Bridgestone to Recall Millions of Tires
August 9, 2000
Bridgestone Corp. said on Wednesday it would recall millions of tires fitted to sport utility vehicles and light trucks as U.S. regulators probe dozens of fatal crashes that may be linked to the tires.
At a news conference, the Japanese company's Firestone division said it would recall certain sized ATX, ATX II and Wilderness tires and replace them. The recall applied to all tires produced at its U.S. plants.
"No matter how old the tires, no matter how many miles they have on them, we will replace them with new tires at no charge," said Firestone Executive Vice President Gary Crigger.
The National Highway Traffic Safety Administration (NHTSA) in May opened an inquiry into the treads peeling off Firestone ATX, ATX II and Wilderness tires with data that included just four deaths.
Publicity surrounding the probe caused complaints to soar and NHTSA said this week at least 46 fatalities were now under investigation.
"The vast majority of the incidents are in the southern most states of Arizona, California, Florida and Texas, which suggests there may be a direct correlation between heat and tire performance," Crigger added.
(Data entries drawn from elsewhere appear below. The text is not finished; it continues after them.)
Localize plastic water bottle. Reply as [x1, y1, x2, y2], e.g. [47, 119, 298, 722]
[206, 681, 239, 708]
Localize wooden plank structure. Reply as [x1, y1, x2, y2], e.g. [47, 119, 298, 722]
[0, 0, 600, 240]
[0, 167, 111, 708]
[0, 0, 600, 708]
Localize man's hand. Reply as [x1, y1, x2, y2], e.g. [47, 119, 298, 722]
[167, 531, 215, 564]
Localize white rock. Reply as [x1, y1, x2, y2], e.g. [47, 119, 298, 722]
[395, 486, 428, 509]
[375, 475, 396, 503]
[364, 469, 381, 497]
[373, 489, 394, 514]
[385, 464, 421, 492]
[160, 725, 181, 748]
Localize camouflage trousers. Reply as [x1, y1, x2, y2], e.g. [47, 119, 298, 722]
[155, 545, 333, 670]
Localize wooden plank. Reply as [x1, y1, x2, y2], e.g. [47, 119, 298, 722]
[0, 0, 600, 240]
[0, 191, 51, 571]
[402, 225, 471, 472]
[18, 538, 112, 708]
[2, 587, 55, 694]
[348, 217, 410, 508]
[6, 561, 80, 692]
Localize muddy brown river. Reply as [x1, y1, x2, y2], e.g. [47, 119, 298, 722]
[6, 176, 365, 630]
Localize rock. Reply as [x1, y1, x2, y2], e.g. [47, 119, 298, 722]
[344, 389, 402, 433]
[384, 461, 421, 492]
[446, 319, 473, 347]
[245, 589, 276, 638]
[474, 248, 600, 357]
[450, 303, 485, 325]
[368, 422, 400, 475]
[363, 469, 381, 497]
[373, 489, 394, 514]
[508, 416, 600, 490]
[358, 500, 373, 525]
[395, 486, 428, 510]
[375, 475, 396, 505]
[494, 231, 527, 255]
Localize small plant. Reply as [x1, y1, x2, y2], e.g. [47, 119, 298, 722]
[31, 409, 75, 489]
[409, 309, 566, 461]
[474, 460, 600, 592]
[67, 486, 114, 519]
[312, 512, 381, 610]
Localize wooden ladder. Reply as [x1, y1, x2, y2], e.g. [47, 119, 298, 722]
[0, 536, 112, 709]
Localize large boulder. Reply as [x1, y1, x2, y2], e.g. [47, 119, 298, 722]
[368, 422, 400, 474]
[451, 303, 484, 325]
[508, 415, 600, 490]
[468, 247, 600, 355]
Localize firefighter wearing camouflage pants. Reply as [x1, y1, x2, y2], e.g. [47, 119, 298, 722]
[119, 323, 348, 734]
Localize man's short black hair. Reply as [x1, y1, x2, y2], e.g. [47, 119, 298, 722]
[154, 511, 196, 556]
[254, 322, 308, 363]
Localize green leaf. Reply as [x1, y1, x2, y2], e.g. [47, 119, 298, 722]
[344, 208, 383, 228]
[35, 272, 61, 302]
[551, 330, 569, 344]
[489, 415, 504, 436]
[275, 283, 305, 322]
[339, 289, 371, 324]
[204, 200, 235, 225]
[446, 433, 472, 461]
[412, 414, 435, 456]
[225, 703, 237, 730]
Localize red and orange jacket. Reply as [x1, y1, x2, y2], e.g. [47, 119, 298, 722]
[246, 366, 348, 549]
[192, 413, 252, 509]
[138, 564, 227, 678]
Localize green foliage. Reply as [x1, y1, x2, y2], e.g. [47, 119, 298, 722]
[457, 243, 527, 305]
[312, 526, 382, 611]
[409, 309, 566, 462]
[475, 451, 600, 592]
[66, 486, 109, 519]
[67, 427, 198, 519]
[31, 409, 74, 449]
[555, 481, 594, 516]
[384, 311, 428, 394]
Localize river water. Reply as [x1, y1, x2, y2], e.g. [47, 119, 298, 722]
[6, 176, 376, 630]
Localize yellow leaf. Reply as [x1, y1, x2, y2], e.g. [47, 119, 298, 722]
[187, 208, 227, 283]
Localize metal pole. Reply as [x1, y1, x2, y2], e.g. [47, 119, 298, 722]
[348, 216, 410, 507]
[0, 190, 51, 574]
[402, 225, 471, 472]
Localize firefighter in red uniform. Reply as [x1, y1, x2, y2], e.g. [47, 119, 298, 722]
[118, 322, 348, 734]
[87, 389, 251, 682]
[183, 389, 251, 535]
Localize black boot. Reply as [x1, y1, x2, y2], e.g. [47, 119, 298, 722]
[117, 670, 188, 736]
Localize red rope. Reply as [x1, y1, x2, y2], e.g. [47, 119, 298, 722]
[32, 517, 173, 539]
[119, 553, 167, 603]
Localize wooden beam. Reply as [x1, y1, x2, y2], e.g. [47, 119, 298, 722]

In its statement, Firestone said it had sold 14.4 million of the certain-sized tires affected by the recall -- the P235/75R15. Of this number, it estimated that 6.5 million were still in use.
Crigger said this particular size was strongly represented in the incidents and accidents reported. Firestone's Decatur, Ill., plant was over-represented in the claims.
Ford Motor Co.'s Explorer, the top-selling SUV in the United States with 3.5 million built, was fitted with the tires as standard equipment at the factory.
Ford's decision to offer customers in six other countries free replacement tires starting last August in Saudi Arabia has raised questions about why U.S. customers weren't offered a recall sooner.
Bridgestone, which bought U.S. tire maker Firestone in 1988, had previously said the tires are safe when properly inflated and maintained.
The recall was developed after a meeting Tuesday between officials of Bridgestone, Ford and NHTSA.
Firestone was previously involved in a huge tire recall that began in the 1970s.
Millions of its Firestone 500 steel-belted
radials were recalled after NHTSA found the tire had a defect.
The company paid a $500,000 fine for knowingly selling tires
that would fail government tests but admitted no wrongdoing.